Essa boa prática é expressamente prevista na Lei Geral de Proteção de Dados Pessoais (LGPD): a Privacy by Design (PbD). Isso mesmo. PbD não é apenas para softwares. Pensar em privacidade desde o início é crucial para todas as organizações e em todos os processos da organização. Cabe às casas de hospedagem ou locadores particulares, incluir em seus procedimentos não apenas o cuidado para que o quarto esteja limpo, perfumado, com novas roupas de cama e frigobar abastecido para os próximos hóspedes. Devem também inspecionar o ambiente para garantir ao novo cliente que não há dispositivos como escutas ou câmeras escondidas. É o que dispõe o §2º do artigo 46 da LGPD, ao estabelecer que "os agentes de tratamento devem adotar medidas de segurança, técnicas e administrativas aptas a proteger os dados pessoais de acessos não autorizados e de situações acidentais ou ilícitas de destruição, perda, alteração, comunicação ou qualquer forma de tratamento inadequado ou ilícito", "desde a fase de concepção do produto ou do serviço até a sua execução".

Pouco se tem pensado na implementação dessas boas práticas, estando as organizações mais preocupadas com implementação de sistemas para gestão de consentimento, "opt-out", softwares robustos de segurança e pouco fazem para que as rotinas internas incluam a preocupação com a privacidade e proteção dos dados pessoais desde o início. Essa falta de compromisso com o titular de dados e violação ao dispositivo da LGPD (§2º, artigo 46) será considerada agravante — além de infração por si só — em caso de violação como no caso do casal citado. A privacidade e uso de suas imagens (dados pessoais) foram indevidamente acessadas por terceiros e, a empresa, não conseguirá demonstrar uma boa prática a fim de atenuar sua responsabilidade, ao menos do ponto de vista da LGPD.

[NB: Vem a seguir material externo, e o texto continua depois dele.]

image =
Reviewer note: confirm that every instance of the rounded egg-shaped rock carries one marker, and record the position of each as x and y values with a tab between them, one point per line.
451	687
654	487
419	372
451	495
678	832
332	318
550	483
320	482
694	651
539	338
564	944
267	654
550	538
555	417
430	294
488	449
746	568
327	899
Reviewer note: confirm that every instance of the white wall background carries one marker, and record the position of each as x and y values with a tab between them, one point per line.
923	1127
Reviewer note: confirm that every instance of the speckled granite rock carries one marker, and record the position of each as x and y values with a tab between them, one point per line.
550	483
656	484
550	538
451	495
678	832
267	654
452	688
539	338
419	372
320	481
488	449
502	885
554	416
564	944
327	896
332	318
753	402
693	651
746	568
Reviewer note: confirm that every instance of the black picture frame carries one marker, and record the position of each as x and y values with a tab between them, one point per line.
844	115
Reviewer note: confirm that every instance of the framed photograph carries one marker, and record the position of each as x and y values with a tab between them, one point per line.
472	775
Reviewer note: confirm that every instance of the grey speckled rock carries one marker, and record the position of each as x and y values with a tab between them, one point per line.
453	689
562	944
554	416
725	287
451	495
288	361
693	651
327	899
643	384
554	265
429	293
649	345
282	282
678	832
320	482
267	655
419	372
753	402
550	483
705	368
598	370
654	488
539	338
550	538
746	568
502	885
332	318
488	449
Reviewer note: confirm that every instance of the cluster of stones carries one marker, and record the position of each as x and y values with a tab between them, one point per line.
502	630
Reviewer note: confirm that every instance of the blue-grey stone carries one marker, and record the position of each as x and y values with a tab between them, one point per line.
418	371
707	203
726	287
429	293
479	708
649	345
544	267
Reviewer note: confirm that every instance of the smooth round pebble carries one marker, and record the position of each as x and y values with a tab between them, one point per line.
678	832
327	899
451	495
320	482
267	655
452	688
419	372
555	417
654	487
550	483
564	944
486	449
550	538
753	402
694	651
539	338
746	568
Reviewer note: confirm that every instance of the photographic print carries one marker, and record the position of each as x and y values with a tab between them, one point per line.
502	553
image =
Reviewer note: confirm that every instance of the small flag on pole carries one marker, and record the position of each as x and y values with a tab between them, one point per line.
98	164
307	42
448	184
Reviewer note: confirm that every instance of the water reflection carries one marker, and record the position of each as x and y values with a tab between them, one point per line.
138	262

Por fim, convenhamos, a inspeção do ambiente é prática de baixíssimo custo de implementação, pode ser inserida em rotina já existente e eventual atraso na liberação dos quartos será irrelevante frente a indenização, multas e, sobretudo, perda de reputação. Afinal, quem irá escolher uma hospedagem com histórico de violação à intimidade?